As a home seller, you’ve probably put some thought into how you’ll negotiate once you receive an offer or two on your home. But have you ever thought about negotiating with prospective real estate agents before you list your home for sale?
According to the Zillow Group Consumer Housing Trends Report 2018, only 1 in 3 sellers (31 percent) negotiate with their agent before listing. For those who do negotiate, a little over half (57 percent) are successful in changing some or all of the agent’s terms, which means it is probably worth a shot for sellers to attempt to negotiate as they interview agents.
Interestingly, sellers are more or less likely to negotiate with their agent based on their generation. Millennials are the most likely to negotiate, at 39 percent, followed by baby boomers at 30 percent.

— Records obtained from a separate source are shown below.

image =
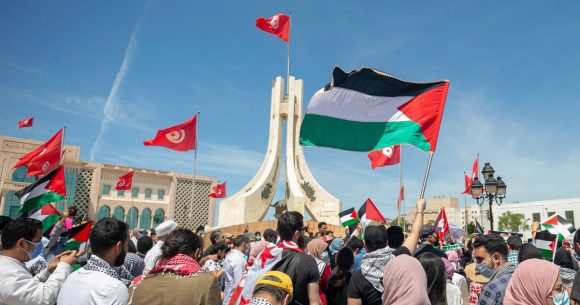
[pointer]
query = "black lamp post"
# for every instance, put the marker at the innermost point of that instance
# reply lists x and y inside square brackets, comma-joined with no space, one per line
[494,190]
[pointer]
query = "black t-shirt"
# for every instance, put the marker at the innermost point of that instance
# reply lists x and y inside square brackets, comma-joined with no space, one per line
[361,288]
[303,270]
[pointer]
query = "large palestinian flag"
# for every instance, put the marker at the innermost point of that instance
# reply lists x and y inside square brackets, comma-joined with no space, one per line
[366,110]
[78,235]
[49,188]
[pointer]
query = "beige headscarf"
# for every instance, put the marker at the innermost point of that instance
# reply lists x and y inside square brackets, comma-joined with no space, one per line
[405,282]
[532,282]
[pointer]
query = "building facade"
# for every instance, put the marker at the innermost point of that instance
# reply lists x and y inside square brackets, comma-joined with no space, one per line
[155,195]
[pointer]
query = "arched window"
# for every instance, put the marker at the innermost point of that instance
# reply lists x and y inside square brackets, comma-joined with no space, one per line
[104,212]
[145,221]
[132,217]
[119,213]
[159,217]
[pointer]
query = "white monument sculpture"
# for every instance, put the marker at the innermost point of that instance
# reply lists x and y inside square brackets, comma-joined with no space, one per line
[303,193]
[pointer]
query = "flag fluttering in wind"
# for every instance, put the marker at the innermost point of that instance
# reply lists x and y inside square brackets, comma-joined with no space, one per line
[387,156]
[180,137]
[26,122]
[277,25]
[44,158]
[442,225]
[366,110]
[48,215]
[218,191]
[78,235]
[50,188]
[125,182]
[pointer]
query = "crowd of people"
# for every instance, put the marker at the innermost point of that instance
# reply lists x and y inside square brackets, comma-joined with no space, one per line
[290,264]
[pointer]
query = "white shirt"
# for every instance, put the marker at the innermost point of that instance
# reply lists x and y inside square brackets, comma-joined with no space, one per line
[152,255]
[20,287]
[89,287]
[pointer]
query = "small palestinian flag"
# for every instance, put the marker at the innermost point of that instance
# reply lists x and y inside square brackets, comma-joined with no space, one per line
[48,215]
[557,224]
[348,217]
[50,188]
[546,242]
[78,235]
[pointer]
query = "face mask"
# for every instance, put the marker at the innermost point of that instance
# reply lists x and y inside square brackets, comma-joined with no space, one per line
[561,298]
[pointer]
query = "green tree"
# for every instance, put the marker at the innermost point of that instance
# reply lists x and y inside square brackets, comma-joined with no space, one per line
[513,222]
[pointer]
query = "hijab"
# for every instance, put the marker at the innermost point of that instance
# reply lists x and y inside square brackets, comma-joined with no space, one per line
[531,283]
[405,282]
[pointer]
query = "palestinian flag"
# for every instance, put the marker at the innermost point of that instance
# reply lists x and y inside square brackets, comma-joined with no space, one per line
[49,188]
[78,235]
[366,110]
[348,217]
[546,242]
[368,212]
[48,215]
[557,224]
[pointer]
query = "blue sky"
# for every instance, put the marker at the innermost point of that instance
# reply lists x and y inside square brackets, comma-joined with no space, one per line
[115,71]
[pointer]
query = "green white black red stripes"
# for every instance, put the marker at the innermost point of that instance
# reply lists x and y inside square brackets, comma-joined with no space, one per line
[366,110]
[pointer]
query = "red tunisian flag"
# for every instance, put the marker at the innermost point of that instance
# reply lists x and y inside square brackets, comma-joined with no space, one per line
[180,137]
[25,123]
[125,182]
[387,156]
[442,225]
[278,25]
[219,191]
[44,158]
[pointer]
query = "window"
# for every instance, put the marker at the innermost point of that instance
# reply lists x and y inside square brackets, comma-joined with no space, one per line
[106,189]
[570,217]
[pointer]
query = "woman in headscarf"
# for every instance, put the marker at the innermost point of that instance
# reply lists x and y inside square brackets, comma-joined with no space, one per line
[315,248]
[405,282]
[536,282]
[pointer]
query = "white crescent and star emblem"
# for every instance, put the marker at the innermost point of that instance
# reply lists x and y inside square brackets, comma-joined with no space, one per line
[176,136]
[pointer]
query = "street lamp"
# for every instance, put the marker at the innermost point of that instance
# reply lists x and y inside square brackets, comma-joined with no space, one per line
[494,190]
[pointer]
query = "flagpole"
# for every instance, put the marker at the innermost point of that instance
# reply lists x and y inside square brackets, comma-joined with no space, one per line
[194,163]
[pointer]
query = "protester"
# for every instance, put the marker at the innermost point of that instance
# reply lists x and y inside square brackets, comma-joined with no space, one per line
[514,243]
[404,282]
[234,266]
[162,230]
[98,282]
[19,239]
[490,253]
[536,282]
[337,288]
[273,288]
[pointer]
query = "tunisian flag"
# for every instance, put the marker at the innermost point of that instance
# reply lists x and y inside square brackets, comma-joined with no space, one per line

Additionally, 28 percent of Gen Xers negotiate, and 26 percent of the silent generation do.
Things sellers should know about real estate commissions
Before you negotiate commission rates with an agent, you should have a good understanding of how real estate commissions work.
Standard rate: There is no standard real estate commission that applies to all agents across the board — it’s actually against the law. However, in most major real estate markets, the typical listing-side commission is 3 percent.
Rates by region: Full-service agents in the same market usually charge about the same commission percentage to stay competitive and profitable.
Concessions and commission amount: Sellers pay commission on the sale price of the home before concessions. Let’s say you list your home for $220,000 and receive a full-price offer. Upon inspection, the buyer finds a few issues with your roof and requests a $10,000 concession to do the repair after closing, and you agree. Your agent is still entitled to commission on the $220,000 price (and not the lower $210,000 post-concession price).
Dual agency: Dual agency is when the listing agent takes the full commission (instead of splitting it with a separate buyer’s agent), based on representing both the buyer and seller. In some states, dual agency is not allowed because of concerns over conflicts of interest. In states where it is legal, it’s still frowned upon by many brokerages, and there are strict disclosure rules. The agent must take on more of a facilitator role instead of an adviser role.
How does real estate agent commission work?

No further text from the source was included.